Diagnoses of some STIs are difficult. Chlamydia is asymptomatic and the mild symptomatology of syphilis in its early stages insidiously progress to cognitive impairment. Hepatitis may not be apparent without testing until there is impairment of hepatobiliary function. The rest of the STIs in general present with painful or disturbing signs and symptoms that prompt patients to seek care:
Herpes is exquisitely painful. The notoriety of HIV has raised a public sensibility toward testing after any unprotected sexual encounter. Trichomonas and bacterial vaginosis, in women, cause vaginal discharge, odor, and discomfort. Genital warts and molluscum contagiosum cause skin lesions that are innocuous but cosmetically disturbing and psychologically upsetting.

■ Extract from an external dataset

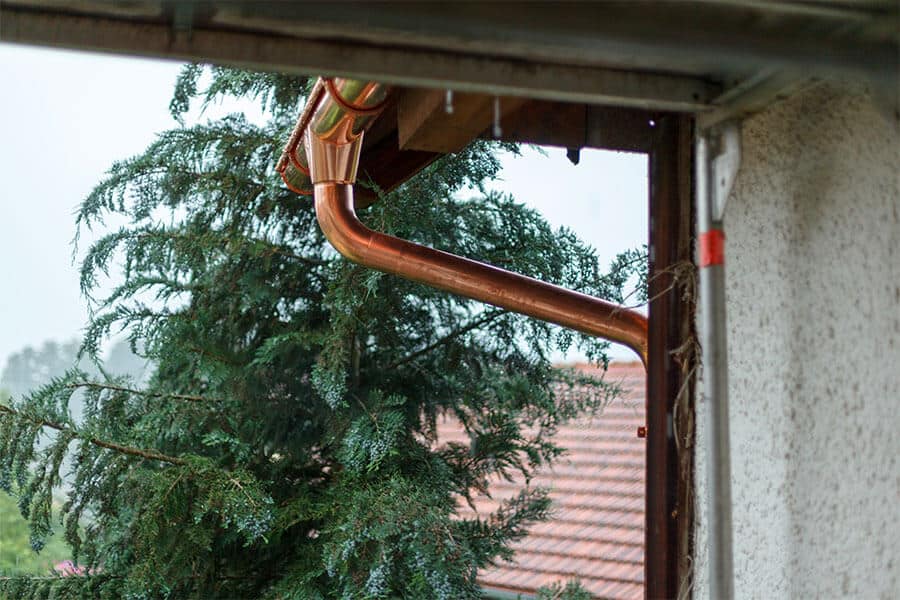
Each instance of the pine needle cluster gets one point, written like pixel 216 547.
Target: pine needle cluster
pixel 285 444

50% of those with an STI have an additional STI or more. For this reason, those at risk are screened for the elusive Chlamydia, syphilis, HPV, and hepatitis diagnoses whenever a patient is tested for any of the others.
The “exposure” panel for STIs include the following:
- HPV: Pap smear and HPV DNA testing in women for human papilloma virus. HPV in the cervix of women is tested as to its HPV “type,” as some cause cervical cancer while others only genital warts (condylomata).
- Trichomonas and bacterial vaginosis: A microscopic evaluation of vaginal and/or penile discharge.
- Chlamydia and gonorrhea: Cultures from the urethra and anus in men and the urethra, cervix, vagina, vaginal glands, and anus of women.
- Syphilis: A blood test that serves as a screen, and if positive, definitive antibody blood testing.
- Herpes simplex I and II: Cultures directly from the lesion.
- Hepatitis B and C: Blood work for the hepatitis antigens.
- Molluscum contagiosum: Simple inspection of the classic structures of this infection.
When patients present with later stages of an STI, advanced diagnostics are used. For example, gonorrhea spreading to the joints can be determined by joint fluid aspiration of a swollen, inflamed joint. Intra-abdominal cultures are possible during surgery for ovarian abscesses or infertility due to chlamydia or gonorrhea.